Of all the things people think about when moving to a new city, their likelihood of becoming more biased is not one of them. Maybe it should be.

Implicit biases—the immediate inferences we all make about other people—can inadvertently result in discrimination, even by those of us who are motivated to treat others fairly and equally. And these automatic biases can have negative consequences. For example, in places where the average implicit bias against Black individuals is high, Black infants suffer worse health at birth than White infants. In those places too, police are more likely to disproportionately use lethal force against Black citizens.

How can we combat implicit biases? Researchers who have searched for the answer to this question have made a critical assumption, leading some of them to conclude that implicit bias cannot be changed. The assumption is this: Implicit bias is a characteristic of the person, something like a personality trait. In this view, some people are inherently more implicitly biased than others, so it makes sense to focus on designing trainings or “interventions” that could reduce people’s biases.   

That is exactly what a large group of researchers attempted to do in a collaborative effort that tested nine interventions designed to reduce implicit bias across 18 university campuses.  Their research found that all of the interventions reduced implicit bias immediately, but the effect did not last even a few days. They concluded that implicit bias is a stable feature of the person that is difficult to change.

But what if implicit bias is not a characteristic of individual people, but rather of the places where they live? We automatically make certain inferences about the people in various social groups because we have knowledge of the stereotypes in our culture. However, some places are more likely to remind us of those stereotypes than other places.

In particular, places that have more social inequalities are more likely to reinforce negative stereotypes. Automatically associating “Black” with “poor,” for example, is more likely to occur in cities where economic racial disparities are obvious due to high levels of segregation and high poverty rates among Black individuals. So people who live in places that perpetuate racial disparities through unfair policies and unequal access to resources (often called “structural racism”) are more likely to encounter situations that cue these stereotypic associations.

However, any given person has many different experiences and social encounters from day to day, and these experiences may cause people’s automatic, stereotypic associations—and biases—to fluctuate. Although someone might score high on implicit bias one day, he or she might not the next. However, when you take the average implicit bias of all the people living in a certain place, then you get a sense of the true level of bias in that location.  
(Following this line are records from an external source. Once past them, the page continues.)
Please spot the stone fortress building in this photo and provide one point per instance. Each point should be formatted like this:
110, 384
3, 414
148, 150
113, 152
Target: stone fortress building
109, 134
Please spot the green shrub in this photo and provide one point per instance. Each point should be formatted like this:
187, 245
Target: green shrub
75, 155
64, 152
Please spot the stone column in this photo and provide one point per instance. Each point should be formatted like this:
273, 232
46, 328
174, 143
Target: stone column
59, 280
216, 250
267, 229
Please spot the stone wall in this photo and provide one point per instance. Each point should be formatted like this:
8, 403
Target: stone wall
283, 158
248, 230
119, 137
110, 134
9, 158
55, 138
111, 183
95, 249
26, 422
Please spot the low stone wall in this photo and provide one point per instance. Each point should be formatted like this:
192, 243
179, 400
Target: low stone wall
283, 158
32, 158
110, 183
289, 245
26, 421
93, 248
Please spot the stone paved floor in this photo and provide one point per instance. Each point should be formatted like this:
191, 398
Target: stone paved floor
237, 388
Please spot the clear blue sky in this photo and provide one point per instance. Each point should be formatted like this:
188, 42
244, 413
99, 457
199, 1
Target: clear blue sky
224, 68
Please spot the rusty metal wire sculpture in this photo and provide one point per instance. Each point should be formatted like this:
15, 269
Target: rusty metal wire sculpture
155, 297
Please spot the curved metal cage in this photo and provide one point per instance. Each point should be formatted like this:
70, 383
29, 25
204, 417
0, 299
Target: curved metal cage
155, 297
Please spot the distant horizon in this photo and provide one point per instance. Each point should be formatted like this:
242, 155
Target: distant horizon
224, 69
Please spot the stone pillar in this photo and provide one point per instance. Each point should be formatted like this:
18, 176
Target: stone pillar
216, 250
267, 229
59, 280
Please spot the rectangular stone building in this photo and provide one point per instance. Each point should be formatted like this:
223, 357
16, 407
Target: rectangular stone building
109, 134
We call this phenomenon the “Bias of Crowds” because it is conceptually similar to the “wisdom of crowds,” which refers to the fact that averaging the collective knowledge of several people is more likely to yield the true answer than surveying any one individual in that group. With the Bias of Crowds theory in mind, we re-analyzed the data from the large intervention study that was conducted across 18 university campuses. The researchers who conducted that study assumed that because the average reduction in implicit bias disappeared a few days after the interventions, individuals’ implicit biases had returned to their original levels. When we looked at the data, though, we found that this was not the case.

A few days after receiving the intervention to reduce implicit bias, individuals’ levels of implicit bias had changed mostly randomly—some people’s bias went up, some people’s went down, and some were largely unchanged—but these changes didn’t have much to do with people’s original level of bias.
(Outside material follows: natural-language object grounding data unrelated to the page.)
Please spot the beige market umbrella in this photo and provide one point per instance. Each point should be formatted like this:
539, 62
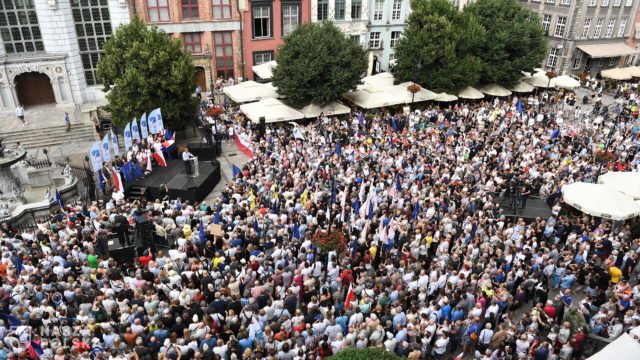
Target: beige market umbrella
444, 97
565, 82
470, 93
494, 90
616, 74
522, 86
However, when we looked at the average implicit bias on any given campus, those scores did return to similar levels as before the interventions took place. But we also found that campuses that displayed a confederate monument, had less faculty diversity, or had less economic mobility among students were more likely to have higher average levels of implicit bias. These campus characteristics potentially acted as visible reminders of racial stereotypes and activated a stronger wave of biases on some campuses than on others.

So how can we combat implicit bias? Our results suggest that places are stubbornly biased and can contribute to the bias of individual people. Restructuring the places where we live to be more inclusive, equitable, and welcoming of diversity might be a first, and longer-lasting, way to reduce implicit bias than interventions aimed at individual people. The results imply that the effort cannot be concentrated on a few “biased people” and set aside. To change a place requires shared social commitment, ongoing and active effort, and tangible investment. In the case of college campuses, for example, removing confederate monuments and increasing the diversity of the faculty are concrete steps that may effectively weaken the collective bias that, at first, seemed so resistant to change.

If we are more likely to be biased at certain places, then it is time to start thinking about trying to change not just people’s minds, but also their surroundings.


For Further Reading:

Lai, C. K., Skinner, A. L., Cooley, E., Murrar, S., Brauer, M., Devos, T., . . . Nosek, B. A. (2016). Reducing implicit racial preferences: II. Intervention effectiveness across time. Journal of Experimental Psychology: General, 145, 1001–1016. doi:10.1037/xge0000179

Payne, B. K., Vuletich, H. A., Lundberg, K. B. (2017). The bias of crowds: How implicit bias bridges personal and systemic prejudice. Psychological Inquiry, 28, 233–248. doi:10.1080/1047840X.2017.1335568

Vuletich, H. A., & Payne, B. K. (2019). Stability and Change in Implicit Bias. Psychological Science, 30(6), 854–862. https://doi.org/10.1177/0956797619844270

 

Heidi A. Vuletich is a social and developmental psychologist who studies how social and economic inequalities affect people’s perceptions of themselves and others.